Menurut AHY, tujuan sowan ke PBNU ini juga untuk berbagi pandangan terkait Rancangan Undang-Undang Haluan Ideologi Pancasila (RUU HIP) yang telah menjadi kontroversi sekaligus mengancam fondasi kehidupan bersangsa.

“Salah satu permasalahan bangsa terkini yang dibahas tadi adalah tentang RUU HIP. Sebagaimana yang teman-teman ketahui bersama bahwa posisi Partai Demokrat secara tegas menolak dilanjutkannya pembahasan RUU HIP. Kami memiliki kesamaan cara pandang dengan teman-teman Nadhliyin dan elemen masyarakat lainnya,” tambah AHY.
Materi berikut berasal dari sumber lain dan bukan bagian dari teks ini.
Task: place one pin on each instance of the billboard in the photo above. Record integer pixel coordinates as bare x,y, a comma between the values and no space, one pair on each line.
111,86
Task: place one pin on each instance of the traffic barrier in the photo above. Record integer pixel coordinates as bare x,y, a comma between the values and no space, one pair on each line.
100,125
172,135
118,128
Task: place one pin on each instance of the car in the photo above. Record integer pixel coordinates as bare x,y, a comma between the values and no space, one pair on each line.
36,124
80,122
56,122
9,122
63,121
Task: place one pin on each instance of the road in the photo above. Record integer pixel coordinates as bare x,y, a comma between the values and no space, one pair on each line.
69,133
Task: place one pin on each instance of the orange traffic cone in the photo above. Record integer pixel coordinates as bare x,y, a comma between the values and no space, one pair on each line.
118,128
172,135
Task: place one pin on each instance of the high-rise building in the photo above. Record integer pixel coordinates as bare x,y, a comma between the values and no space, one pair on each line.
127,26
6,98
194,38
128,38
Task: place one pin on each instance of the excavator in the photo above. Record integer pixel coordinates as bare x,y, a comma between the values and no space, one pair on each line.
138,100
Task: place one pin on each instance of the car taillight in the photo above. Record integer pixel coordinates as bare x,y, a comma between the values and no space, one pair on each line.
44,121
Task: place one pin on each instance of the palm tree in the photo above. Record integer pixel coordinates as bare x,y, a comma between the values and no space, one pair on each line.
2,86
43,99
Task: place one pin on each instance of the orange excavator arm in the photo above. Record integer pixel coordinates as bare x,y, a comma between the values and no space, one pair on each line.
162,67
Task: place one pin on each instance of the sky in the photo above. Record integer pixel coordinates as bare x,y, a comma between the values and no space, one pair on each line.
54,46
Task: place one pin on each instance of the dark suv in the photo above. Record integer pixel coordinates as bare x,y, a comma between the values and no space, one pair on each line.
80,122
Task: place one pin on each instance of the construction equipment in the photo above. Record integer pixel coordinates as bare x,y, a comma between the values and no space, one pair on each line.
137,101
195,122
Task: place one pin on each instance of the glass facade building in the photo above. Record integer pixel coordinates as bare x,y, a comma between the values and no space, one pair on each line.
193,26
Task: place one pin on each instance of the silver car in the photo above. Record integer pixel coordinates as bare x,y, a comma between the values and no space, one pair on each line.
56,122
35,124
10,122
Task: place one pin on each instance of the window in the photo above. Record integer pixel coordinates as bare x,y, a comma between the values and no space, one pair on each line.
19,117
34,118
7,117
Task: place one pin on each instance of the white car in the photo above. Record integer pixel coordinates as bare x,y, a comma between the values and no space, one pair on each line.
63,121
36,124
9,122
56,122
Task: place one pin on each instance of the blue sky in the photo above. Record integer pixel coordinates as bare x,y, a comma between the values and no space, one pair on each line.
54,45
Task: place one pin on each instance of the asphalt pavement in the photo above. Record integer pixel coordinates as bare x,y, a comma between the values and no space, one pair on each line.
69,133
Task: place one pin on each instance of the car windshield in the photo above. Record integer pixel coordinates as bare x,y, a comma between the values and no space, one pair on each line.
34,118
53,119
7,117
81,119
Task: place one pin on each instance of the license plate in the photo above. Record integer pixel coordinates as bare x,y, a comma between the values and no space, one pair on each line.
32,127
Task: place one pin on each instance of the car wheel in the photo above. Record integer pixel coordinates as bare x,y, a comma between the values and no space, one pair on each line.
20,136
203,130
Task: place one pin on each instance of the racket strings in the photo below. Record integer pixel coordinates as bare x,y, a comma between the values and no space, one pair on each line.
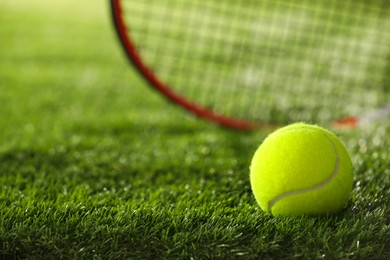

Menurut AHY, setidaknya ada empat alasan mengapa RUU HIP perlu ditolak. Pertama, kehadiran RUU HIP jelas akan memunculkan ketumpangtindihan dalam sistem ketatanegaraan. Sebab ideologi Pancasila adalah landasan pembentukan konstitusi, yang melalui RUU HIP ini justru diturunkan derajatnya untuk diatur oleh Undang Undang. Kalau RUU ini dianggap sebagai alat operasional untuk menjalankan Pancasila. Sebab hal itu malah akan menurunkan nilai dan makna Pancasila. RUU ini berpotensi memfasilitasi hadirnya monopoli tafsir Pancasila, yang selanjutnya berpotensi menjadi “alat kekuasaan” yang mudah disalahgunakan dan tidak sehat bagi demokrasi.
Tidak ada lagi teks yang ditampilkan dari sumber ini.